Self-Prophetic Decoding to Unlock Visual Search in LVLMs
Abstract Overview
This paper studies visual search in large vision-language models (LVLMs) and argues that current post-trained search models suffer from two linked problems: degradation of intrinsic single-step abilities after visual-search training and interference from long multi-step reasoning contexts. To address this, the authors introduce SeProD, a self-prophetic decoding framework that pairs a post-trained visual-search model with its pre-training counterpart. The pre-training model acts as a prophet that proposes single-step prefixes, while the search model selectively accepts these tokens through a probability-based decoding rule designed to preserve its native output distribution. The method is training-free, plug-and-play, and uses parallel prefix evaluation so that the additional guidance does not add inference overhead in the reported setup.
Novelty
The distinctive idea is to use self-regulation between a post-trained LVLM and its pre-training counterpart during inference, rather than adding external tools or retraining the model. The paper also proposes a probability-based prophetic sampling interface that treats the pre-training model's outputs as candidate generated tokens and accepts them only when they are sufficiently consistent with both models' distributions.
Results
Across all 12 splits of 4 visual-search benchmark settings, SeProD improves Pixel Reasoner, DeepEyes, and Mini-o3 over their original versions, with especially strong gains on harder VisualProbe and spatial reasoning subsets. The paper also reports better performance on general VQA benchmarks, including improvements from Mini-o3 to SeProD on MME-RealWorld (65.5 to 67.7), ScienceQA (84.5 to 85.4), OCRBench (83.8 to 85.3), and CVBench (74.4 to 78.4). On VisualProbe with Mini-o3, accepted prophetic-prefix rates range from 74.2% to 80.7%, alongside reported inference speedups of 1.03x to 1.07x.
Key Points
- SeProD addresses capability incompatibility after visual-search post-training and interference from long multi-step contexts by coupling a search model with its pre-training counterpart.
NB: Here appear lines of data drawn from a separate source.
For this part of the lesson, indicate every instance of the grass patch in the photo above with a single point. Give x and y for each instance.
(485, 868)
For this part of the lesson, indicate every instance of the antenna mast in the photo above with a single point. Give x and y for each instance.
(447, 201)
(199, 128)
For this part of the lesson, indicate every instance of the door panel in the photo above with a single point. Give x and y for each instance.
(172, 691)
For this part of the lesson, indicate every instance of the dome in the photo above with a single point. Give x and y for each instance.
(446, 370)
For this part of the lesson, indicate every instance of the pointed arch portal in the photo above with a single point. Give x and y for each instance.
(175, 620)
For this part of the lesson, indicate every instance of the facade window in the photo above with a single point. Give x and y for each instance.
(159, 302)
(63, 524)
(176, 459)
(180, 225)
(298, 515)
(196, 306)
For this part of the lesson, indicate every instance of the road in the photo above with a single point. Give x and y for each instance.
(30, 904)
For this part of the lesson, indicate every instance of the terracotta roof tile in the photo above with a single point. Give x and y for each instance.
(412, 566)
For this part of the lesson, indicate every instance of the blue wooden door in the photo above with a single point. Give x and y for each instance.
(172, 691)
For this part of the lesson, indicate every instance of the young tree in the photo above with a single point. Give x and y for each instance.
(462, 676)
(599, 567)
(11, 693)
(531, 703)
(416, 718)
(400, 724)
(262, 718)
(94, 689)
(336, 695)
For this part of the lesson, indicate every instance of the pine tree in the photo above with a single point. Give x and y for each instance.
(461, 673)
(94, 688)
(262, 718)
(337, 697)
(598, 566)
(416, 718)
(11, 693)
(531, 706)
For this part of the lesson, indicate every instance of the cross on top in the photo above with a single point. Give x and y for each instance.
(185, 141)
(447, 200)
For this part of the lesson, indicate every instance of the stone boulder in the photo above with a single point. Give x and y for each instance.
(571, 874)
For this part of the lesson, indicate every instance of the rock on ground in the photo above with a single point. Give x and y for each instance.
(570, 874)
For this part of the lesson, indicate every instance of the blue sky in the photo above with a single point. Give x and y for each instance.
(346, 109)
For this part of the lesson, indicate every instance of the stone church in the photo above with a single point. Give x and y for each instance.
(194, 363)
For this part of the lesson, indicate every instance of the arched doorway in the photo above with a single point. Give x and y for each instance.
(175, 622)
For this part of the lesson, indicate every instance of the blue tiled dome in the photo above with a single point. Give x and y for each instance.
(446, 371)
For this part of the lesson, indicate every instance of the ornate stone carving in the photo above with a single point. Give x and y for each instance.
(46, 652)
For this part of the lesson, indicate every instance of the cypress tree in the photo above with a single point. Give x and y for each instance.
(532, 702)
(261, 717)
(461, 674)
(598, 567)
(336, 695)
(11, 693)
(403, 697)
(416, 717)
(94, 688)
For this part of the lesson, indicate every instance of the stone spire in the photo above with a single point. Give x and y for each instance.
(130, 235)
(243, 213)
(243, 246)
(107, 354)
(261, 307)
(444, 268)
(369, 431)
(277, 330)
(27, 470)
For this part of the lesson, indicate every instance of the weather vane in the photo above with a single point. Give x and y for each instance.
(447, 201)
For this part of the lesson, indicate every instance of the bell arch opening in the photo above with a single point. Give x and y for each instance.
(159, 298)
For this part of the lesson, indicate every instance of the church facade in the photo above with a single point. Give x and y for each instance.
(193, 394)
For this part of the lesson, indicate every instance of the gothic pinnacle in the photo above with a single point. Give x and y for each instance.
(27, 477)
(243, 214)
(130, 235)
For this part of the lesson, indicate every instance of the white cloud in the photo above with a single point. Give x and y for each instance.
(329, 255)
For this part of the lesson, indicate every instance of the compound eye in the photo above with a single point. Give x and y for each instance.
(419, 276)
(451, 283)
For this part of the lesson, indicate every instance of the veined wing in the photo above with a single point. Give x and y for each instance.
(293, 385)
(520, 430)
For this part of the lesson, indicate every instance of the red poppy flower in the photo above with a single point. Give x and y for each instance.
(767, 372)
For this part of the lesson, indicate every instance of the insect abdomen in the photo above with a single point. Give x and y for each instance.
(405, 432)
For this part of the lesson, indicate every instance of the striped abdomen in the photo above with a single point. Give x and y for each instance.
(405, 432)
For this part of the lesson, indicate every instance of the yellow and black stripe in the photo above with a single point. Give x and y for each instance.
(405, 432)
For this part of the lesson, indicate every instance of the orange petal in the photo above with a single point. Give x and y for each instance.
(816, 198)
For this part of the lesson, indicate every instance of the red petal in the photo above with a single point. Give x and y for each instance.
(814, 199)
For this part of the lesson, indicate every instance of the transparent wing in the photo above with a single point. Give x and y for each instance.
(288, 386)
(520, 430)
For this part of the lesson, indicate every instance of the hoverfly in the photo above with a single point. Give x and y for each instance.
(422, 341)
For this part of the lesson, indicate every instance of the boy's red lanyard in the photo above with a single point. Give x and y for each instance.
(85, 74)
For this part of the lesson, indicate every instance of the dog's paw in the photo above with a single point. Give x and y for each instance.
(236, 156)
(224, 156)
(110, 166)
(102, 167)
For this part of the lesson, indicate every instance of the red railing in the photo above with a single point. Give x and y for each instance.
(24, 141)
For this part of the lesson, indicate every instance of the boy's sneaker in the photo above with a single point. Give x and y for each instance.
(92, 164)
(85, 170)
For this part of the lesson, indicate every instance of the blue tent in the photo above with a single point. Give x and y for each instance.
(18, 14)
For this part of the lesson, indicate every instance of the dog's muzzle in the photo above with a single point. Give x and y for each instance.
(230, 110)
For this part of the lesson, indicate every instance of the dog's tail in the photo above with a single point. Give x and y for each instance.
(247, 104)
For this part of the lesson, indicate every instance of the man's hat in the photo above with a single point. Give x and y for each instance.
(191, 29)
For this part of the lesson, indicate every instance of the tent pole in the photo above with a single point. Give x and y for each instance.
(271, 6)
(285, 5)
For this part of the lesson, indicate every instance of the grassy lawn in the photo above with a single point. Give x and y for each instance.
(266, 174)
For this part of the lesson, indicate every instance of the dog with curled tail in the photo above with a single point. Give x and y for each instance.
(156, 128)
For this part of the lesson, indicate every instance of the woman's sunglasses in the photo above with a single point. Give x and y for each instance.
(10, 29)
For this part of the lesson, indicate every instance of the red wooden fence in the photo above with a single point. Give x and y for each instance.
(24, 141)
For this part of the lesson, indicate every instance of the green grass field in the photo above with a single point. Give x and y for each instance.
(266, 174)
- Its core mechanism is probability-based prophetic decoding, where candidate prefix tokens from the prophet are accepted only if they align with both the prophet and search model distributions.
- Experiments show consistent performance gains across multiple LVLM families and high-resolution visual-search benchmarks, while the reported implementation maintains no added computational overhead and even achieves slight speedups due to parallel evaluation.